The interior setting of the tank exacerbates the feeling of danger and disgust, as the sweltering heat makes the men sweat and urinate (which they must do in a shared box), while the water is running out and all the men have to eat are salty croutons, furthering their dehydration. The conditions begin to deteriorate, with grime, filth, and shell damage persistently growing. An already tense and dour situation is further increased by visitors from the outside, from obtuse commanding officers, dubious allies, dead bodies, and prisoners of war. And prisoners of war are nearly what the men become, as they traverse the enemy territory with sparse allies around them, in a jail cell of their own, with only their wits, a few shells, and a commander they have little faith in to guide them. Meanwhile, we're along for the ride with the men, rarely seeing anything more than they see or knowing more than what they know (though there is a key scene spoken mostly in Arabic that sheds ominous light in a way the Israeli men aren't privy), as we can see the situation deteriorate and how it weighs heavy on these men who just want, more than anything, to go home.
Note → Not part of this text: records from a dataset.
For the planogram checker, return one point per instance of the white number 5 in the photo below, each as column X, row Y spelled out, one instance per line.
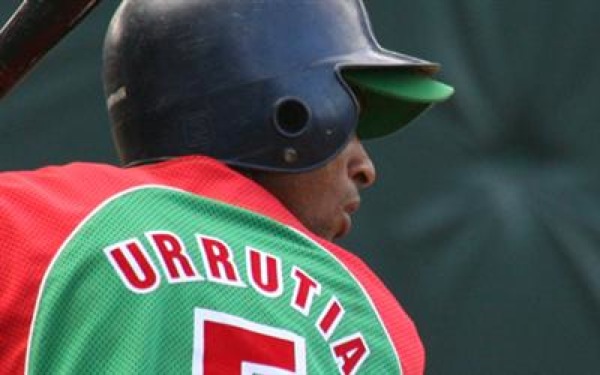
column 229, row 345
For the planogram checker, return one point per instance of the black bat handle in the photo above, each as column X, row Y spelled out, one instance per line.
column 34, row 28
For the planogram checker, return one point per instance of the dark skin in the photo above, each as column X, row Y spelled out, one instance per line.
column 324, row 199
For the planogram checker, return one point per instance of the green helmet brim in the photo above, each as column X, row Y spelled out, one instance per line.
column 391, row 98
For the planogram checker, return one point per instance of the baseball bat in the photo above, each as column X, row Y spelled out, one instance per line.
column 32, row 31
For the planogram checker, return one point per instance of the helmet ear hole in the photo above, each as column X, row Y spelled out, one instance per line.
column 291, row 117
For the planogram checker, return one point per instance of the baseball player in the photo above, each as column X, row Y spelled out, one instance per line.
column 240, row 126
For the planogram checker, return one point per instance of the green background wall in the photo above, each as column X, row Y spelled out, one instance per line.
column 485, row 219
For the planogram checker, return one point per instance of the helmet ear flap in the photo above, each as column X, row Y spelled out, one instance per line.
column 291, row 116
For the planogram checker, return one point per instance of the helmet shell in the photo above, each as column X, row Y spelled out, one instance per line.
column 255, row 84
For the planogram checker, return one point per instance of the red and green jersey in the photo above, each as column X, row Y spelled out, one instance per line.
column 183, row 267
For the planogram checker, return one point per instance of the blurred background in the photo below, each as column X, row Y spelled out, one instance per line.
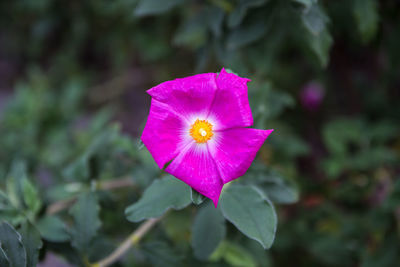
column 325, row 75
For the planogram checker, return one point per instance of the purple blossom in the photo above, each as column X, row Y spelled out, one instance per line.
column 198, row 124
column 311, row 96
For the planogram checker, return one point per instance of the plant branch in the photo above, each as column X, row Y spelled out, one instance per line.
column 133, row 239
column 102, row 185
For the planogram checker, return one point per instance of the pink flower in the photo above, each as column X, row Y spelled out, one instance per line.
column 198, row 124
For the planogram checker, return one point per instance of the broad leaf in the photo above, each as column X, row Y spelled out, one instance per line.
column 32, row 243
column 11, row 244
column 53, row 229
column 161, row 195
column 87, row 222
column 208, row 231
column 251, row 212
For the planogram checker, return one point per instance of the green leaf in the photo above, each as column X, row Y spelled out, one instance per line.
column 306, row 3
column 251, row 212
column 238, row 14
column 272, row 183
column 367, row 18
column 321, row 44
column 318, row 36
column 208, row 231
column 233, row 254
column 11, row 244
column 53, row 229
column 314, row 19
column 215, row 18
column 196, row 197
column 31, row 196
column 13, row 182
column 87, row 222
column 32, row 243
column 160, row 254
column 3, row 259
column 193, row 31
column 153, row 7
column 161, row 195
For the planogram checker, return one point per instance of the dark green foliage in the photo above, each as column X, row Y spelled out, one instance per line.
column 75, row 180
column 208, row 231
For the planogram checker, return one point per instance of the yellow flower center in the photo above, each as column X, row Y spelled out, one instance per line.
column 201, row 131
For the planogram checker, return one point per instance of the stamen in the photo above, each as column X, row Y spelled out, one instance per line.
column 201, row 131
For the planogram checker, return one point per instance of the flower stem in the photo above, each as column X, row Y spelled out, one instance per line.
column 133, row 239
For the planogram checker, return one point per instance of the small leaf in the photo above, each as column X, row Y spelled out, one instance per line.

Most of the action that we do see on the outside comes through the tank's gun sight. In the use of this sight, Maoz employs a heavy dose of artistic license, as it s far too nimble and focused where the action is (i.e. right in front of the tank). However, though it may play loose as a plot device, it does add to the surreal claustrophobia by only showing tiny pieces of the outside world at a time, usually concentrating on the most harrowing. The sounds that emanate from the outside also increase the feeling of dread, as gunshots and blood-curdling screams fill the air with thick despair.
Lebanon isn't realistic in its portrayal of the particular war represented, but it effectively taps into the maddening confusion that is war itself, where death is always a moment away, and soldiers cling desperately to sanity after enduring sleepless nights, chokingly depressing conditions, and are asked to perform actions which fly against every instinct they've been taught about killing and the sanctity of innocent life. It plays more like a very well-crafted experimental film than a straightforward epic war flick, so temper expectations of traditional fare. For those looking for something different from the norm, particularly in how scary the arena of war truly is, Maoz makes up for the lack of emotional power, complex stratagems and blazing pyrotechnics with a tighter, more visceral punch delivered right to the gut.